While news of ChatGPT-induced psychosis and mania circulates, I felt like it was a good time to finally write something I’ve been, frankly, too embarrassed to write for a long time because it makes me look like, as Trump might put it, a total and complete loser.

As many of you know, I have diagnosed OCD. I joke about it a lot, not because it’s a “fun little quirk,” as some might accuse me of portraying it, but because it has actually been pretty debilitating at different points in my life, especially my late teens. I wrote here about how I was diagnosed in high school, after lifelong obsessive compulsive behaviors took on the familiar form of germophobia. I wrote here about how health anxiety—not only about myself, but about my loved ones—is the most common form my OCD takes now (not to be confused with Munchausen’s—it’s quite the opposite, I don’t want anyone to be sick.) I also wrote about how Reddit seems to attract people with undiagnosed OCD, and why it’s a bad place for OCD sufferers to go for help. More recently, I wrote about how OCD can take the form of doomerism, about COVID, nuclear war, or climate change.

When I wrote most of those things, I considered myself “in recovery,” or at least close to it, after working closely with a psychologist trained in ERP, or exposure response prevention therapy, where I exposed myself to my triggers (or allowed them to show up) and resisted the urge to make them go away, via researching, asking for reassurance, or rumination. OCD is never cured, even with medication and therapy, but you can eventually get to the point where it doesn’t upset you as much—where you might still get intrusive thoughts or irrational worries, but you won’t feel a strong urge to vanquish the uncomfortable feelings. Around this time, I confidently gave an interview with viral OCD therapist Jenna Overbaugh, where I described myself as “in the midst of recovery.”

But I got overly confident. Due to a change in our family’s insurance, I was no longer able to see my therapist, but because I was “in recovery,” I figured there was no need for another one. I would just continue doing what I was doing (or more realistically, not doing) and everything would be fine. Because I was so busy starting this Substack and getting super excited about it, I slowly forgot that I had OCD at all. One of the big obsessive behaviors that my therapist urged me to stop doing was Googling various medical conditions that worried me. At one point, she said that if I needed to, I could use WebMD or Mayo Clinic websites one time per disease, but not old Mumsnet threads or medical literature. I agreed that this was reasonable.

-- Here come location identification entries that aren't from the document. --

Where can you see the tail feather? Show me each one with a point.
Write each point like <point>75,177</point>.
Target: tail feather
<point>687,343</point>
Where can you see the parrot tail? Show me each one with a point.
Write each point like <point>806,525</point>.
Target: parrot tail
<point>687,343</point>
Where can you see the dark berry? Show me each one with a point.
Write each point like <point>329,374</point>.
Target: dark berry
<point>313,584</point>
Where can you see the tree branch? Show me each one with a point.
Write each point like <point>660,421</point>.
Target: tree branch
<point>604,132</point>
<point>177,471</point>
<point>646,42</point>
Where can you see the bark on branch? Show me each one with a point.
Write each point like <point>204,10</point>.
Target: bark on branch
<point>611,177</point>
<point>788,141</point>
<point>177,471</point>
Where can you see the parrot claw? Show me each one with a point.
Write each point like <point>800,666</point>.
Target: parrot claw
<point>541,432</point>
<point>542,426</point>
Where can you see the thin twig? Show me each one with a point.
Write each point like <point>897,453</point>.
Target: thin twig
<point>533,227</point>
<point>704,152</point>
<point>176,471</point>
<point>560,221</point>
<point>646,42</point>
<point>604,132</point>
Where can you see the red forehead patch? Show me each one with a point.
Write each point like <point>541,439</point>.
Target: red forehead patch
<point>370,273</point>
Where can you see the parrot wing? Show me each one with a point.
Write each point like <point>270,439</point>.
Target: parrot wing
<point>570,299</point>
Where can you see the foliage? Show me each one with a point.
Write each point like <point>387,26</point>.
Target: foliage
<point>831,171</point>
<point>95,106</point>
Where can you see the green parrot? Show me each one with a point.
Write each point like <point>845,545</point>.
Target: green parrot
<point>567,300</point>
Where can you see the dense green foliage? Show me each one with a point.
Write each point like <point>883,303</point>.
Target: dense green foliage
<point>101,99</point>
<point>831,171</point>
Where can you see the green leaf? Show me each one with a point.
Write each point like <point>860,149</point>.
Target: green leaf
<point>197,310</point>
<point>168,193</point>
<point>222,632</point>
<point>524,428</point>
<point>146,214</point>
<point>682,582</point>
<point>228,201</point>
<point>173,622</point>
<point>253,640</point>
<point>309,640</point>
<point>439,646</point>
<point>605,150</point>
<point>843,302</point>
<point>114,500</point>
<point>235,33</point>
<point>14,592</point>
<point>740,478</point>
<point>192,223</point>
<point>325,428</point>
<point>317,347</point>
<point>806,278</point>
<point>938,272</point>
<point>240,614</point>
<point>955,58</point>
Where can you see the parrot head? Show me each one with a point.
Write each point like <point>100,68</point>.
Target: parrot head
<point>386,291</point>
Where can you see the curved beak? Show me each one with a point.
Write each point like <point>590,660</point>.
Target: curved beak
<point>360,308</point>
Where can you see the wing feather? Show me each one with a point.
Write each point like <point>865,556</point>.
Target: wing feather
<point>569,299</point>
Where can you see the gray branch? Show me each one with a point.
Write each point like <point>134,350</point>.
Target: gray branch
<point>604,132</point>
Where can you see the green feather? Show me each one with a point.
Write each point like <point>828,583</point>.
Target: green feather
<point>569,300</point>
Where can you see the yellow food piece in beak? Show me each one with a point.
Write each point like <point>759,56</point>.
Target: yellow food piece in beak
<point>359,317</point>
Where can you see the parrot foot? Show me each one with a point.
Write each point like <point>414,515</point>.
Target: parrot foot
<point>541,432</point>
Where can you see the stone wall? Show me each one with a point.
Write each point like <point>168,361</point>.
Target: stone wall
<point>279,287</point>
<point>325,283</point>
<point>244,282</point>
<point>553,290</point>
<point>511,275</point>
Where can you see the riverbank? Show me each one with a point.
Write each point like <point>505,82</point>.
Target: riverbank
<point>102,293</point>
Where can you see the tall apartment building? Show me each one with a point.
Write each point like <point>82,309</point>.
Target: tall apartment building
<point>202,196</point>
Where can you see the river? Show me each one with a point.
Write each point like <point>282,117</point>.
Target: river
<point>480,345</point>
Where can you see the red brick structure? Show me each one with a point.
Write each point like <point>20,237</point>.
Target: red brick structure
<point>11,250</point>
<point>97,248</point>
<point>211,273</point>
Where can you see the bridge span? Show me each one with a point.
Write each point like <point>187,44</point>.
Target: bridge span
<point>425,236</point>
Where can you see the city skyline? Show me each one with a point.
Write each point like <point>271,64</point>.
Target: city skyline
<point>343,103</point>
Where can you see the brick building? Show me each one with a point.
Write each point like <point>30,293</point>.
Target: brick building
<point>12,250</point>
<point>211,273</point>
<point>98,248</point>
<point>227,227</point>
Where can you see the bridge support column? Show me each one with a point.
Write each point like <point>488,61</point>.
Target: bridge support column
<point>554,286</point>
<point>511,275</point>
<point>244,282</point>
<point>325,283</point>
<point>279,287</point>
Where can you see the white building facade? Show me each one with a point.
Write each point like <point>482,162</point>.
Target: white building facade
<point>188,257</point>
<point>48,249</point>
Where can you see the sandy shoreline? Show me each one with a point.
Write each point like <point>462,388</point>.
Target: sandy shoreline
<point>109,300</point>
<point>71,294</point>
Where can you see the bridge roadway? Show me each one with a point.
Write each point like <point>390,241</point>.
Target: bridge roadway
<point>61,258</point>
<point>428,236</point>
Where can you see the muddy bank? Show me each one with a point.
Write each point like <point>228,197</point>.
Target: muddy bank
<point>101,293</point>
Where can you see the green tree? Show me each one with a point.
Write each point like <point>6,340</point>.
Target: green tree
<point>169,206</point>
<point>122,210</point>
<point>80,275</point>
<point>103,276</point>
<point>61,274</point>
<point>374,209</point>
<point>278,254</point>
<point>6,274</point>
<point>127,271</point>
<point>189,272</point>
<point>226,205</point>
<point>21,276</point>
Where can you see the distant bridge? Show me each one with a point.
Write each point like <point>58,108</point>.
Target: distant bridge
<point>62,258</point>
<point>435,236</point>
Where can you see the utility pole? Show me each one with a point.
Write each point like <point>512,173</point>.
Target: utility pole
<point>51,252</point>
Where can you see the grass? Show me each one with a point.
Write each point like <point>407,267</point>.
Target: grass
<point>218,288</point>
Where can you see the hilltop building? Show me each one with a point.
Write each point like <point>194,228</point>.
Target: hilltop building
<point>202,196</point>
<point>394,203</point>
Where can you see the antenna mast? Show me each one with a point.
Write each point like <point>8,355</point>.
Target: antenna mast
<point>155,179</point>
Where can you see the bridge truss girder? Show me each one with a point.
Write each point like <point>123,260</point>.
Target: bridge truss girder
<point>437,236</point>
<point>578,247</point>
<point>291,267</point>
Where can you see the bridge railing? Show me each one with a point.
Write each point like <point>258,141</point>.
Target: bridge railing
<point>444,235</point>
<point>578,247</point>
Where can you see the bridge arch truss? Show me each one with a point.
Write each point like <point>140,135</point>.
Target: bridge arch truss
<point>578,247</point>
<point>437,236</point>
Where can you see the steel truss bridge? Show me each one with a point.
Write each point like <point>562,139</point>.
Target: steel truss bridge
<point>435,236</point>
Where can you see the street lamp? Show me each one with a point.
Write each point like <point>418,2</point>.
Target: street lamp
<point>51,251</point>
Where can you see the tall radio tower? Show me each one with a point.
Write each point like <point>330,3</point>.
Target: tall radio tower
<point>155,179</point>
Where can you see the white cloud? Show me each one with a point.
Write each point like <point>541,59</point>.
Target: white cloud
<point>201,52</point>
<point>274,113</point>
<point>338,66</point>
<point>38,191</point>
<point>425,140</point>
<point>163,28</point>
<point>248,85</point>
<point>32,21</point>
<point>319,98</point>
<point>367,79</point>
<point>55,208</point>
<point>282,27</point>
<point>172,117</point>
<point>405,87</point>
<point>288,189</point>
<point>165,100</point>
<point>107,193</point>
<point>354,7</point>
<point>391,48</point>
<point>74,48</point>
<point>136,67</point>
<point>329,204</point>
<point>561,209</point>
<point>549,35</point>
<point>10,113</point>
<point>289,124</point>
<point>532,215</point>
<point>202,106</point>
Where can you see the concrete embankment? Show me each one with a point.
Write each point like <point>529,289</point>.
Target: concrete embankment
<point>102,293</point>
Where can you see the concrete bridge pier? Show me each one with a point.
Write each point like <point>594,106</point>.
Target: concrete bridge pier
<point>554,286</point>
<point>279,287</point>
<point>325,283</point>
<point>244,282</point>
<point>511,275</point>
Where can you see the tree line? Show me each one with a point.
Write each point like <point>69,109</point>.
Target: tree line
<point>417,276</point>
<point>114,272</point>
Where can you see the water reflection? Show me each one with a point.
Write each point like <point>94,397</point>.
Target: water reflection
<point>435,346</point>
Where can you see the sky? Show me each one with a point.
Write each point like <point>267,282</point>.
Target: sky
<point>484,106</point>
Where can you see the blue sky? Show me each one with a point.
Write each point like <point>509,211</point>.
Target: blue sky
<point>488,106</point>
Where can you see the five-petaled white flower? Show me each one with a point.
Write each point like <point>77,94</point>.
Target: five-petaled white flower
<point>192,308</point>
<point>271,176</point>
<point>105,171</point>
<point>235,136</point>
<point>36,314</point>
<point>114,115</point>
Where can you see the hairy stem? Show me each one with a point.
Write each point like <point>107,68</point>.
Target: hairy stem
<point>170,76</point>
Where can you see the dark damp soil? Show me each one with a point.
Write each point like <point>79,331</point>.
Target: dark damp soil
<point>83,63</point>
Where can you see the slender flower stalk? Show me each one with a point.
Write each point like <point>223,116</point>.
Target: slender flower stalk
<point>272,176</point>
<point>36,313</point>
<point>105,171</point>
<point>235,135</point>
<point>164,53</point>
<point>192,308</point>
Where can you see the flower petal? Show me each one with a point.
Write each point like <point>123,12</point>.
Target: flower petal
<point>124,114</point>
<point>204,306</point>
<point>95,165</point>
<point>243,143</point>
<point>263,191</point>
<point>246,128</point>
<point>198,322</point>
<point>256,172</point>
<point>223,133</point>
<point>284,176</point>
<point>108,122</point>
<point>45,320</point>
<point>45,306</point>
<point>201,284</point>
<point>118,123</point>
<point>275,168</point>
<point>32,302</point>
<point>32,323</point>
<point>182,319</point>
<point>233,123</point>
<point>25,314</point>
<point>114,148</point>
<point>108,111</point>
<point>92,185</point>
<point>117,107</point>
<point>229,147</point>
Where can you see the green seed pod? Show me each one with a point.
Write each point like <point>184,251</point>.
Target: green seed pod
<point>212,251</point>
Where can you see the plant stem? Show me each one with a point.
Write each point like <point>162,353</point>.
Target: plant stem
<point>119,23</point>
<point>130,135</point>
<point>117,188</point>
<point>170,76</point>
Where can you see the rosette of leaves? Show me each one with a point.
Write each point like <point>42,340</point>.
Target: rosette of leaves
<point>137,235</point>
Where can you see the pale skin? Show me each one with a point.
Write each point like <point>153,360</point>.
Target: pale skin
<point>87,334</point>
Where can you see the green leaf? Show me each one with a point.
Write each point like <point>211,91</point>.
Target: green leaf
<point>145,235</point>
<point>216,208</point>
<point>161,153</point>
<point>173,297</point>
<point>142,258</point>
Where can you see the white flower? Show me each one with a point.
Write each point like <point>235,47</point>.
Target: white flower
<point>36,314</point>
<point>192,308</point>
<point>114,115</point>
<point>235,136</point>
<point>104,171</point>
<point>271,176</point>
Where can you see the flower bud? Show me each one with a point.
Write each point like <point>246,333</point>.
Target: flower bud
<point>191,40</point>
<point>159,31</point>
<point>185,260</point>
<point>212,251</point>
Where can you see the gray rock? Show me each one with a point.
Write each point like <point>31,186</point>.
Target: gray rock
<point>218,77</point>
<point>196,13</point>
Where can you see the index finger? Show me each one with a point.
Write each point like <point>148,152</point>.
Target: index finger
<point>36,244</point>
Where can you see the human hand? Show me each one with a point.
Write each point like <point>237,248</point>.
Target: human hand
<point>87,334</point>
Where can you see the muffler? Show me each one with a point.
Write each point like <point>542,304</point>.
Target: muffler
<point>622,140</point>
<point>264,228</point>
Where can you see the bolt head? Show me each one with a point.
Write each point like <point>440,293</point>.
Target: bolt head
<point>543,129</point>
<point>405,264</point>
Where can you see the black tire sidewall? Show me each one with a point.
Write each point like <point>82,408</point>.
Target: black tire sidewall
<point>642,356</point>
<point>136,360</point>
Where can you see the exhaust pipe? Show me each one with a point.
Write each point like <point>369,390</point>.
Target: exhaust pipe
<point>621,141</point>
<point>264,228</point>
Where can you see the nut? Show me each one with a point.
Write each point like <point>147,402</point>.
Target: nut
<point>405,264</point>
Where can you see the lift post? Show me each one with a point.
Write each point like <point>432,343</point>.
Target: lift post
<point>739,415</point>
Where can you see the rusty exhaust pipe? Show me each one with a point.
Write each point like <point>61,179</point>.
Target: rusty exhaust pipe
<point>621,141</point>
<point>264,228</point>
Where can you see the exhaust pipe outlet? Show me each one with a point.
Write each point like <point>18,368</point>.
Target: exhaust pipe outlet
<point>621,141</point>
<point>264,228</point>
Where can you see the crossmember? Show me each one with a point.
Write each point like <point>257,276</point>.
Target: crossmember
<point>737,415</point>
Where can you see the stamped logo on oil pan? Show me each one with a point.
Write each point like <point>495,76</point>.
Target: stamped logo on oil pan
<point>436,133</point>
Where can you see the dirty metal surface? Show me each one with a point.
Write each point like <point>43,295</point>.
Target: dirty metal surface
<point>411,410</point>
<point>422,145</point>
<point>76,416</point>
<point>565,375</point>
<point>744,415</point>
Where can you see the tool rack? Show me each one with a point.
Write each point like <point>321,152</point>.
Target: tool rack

But I soon discovered that the fruitless hours that I used to spend Googling my fears could be replaced with just a few minutes on ChatGPT—it was like all of the medical literature in the world was in one location, easily summarized for someone without a medical school degree. ChatGPT also wouldn’t hedge to avoid liability, and might be more reassuring than Google. And most importantly, unlike my friends, family or even online strangers, ChatGPT would never get tired of reassuring me.

This, of course, turned out to be a major problem.